Queues - DB vs Redis vs RabbitMQ vs SQS

Queues can be useful tool to scale applications or integrate complex systems. Here is a basic use case. User registers and we need to send a welcome email. We record data in the User table and separately call API of email service provider. Sending email via background process will be faster UX plus we can retry in case of failure. But which technology should we use a queue backend?

Primary DB
Redis
- Lists
- Sets
- Sorted Sets
- Hashes
- Strings
AWS SQS
RabbitMQ
Conclusion
Links

Primary DB

Ruby on Rails has a robust delayed_job library (other languages / frameworks have alternative tools). delayed_job will create a table in MySQL / Postgres (there is also delayed_job_mongoid for MongoDB).

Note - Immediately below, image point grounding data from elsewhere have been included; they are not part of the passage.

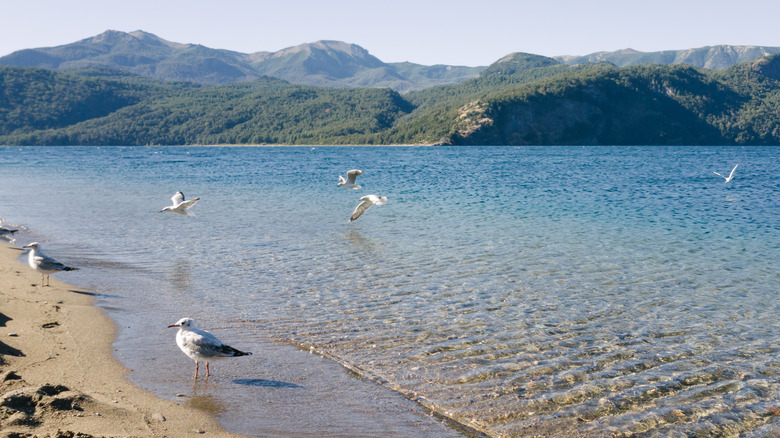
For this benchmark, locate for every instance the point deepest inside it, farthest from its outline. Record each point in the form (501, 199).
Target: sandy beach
(57, 374)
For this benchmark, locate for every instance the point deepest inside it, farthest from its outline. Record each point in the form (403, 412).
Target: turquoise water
(535, 290)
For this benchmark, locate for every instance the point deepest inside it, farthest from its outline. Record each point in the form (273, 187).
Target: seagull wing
(45, 263)
(185, 205)
(177, 199)
(365, 203)
(732, 171)
(207, 345)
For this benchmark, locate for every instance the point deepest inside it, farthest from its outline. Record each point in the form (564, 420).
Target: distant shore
(57, 374)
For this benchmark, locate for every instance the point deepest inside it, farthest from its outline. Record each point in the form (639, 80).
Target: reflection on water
(541, 291)
(208, 403)
(266, 383)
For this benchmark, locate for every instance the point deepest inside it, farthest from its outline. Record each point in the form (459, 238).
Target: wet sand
(57, 373)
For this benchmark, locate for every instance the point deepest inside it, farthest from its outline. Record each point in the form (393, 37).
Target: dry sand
(58, 377)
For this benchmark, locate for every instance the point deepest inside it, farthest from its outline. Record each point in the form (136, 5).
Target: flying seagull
(202, 346)
(365, 203)
(731, 175)
(350, 183)
(5, 231)
(180, 206)
(43, 263)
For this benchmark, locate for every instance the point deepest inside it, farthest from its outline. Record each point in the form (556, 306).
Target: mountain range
(323, 63)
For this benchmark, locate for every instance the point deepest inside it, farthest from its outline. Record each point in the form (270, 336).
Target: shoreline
(57, 371)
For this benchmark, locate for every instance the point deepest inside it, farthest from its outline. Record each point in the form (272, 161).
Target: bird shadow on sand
(266, 383)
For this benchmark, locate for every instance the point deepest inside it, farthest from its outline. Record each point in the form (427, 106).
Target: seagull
(731, 175)
(43, 263)
(180, 206)
(350, 183)
(366, 202)
(202, 346)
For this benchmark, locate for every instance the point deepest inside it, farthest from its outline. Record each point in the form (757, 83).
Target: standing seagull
(366, 202)
(202, 346)
(350, 183)
(731, 175)
(180, 206)
(5, 231)
(43, 263)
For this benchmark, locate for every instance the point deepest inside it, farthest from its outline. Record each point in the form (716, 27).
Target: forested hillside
(521, 99)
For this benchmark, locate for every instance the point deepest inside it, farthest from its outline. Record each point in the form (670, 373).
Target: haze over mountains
(323, 63)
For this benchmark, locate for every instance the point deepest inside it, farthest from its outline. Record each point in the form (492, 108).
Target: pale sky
(454, 32)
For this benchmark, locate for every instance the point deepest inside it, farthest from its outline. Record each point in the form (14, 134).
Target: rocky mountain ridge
(323, 63)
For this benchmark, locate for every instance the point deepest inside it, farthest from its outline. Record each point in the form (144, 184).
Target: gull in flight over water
(365, 203)
(350, 183)
(731, 175)
(43, 263)
(5, 232)
(202, 346)
(180, 206)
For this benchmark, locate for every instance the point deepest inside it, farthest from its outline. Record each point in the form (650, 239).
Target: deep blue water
(521, 290)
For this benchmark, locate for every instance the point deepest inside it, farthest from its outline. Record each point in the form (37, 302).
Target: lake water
(546, 291)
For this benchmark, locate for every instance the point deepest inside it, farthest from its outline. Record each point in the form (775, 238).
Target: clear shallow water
(522, 291)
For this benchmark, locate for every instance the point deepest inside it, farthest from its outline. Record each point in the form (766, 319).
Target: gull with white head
(731, 175)
(6, 232)
(43, 263)
(349, 182)
(365, 203)
(202, 346)
(180, 206)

Using primary DB as a queue means there is no need to introduce other technologies. It is usually faster to record data in local DB than talking to an external API (sending email). delayed_job also has integrations with deployment (Capistrano, Chef) and monitoring (New Relic) tools. It is a good choice to get started with.

Ruby on Rails provides Active Job framework which allows to configure queue backend globally at application level but also to customize it per environment (dev vs prod) or even per job.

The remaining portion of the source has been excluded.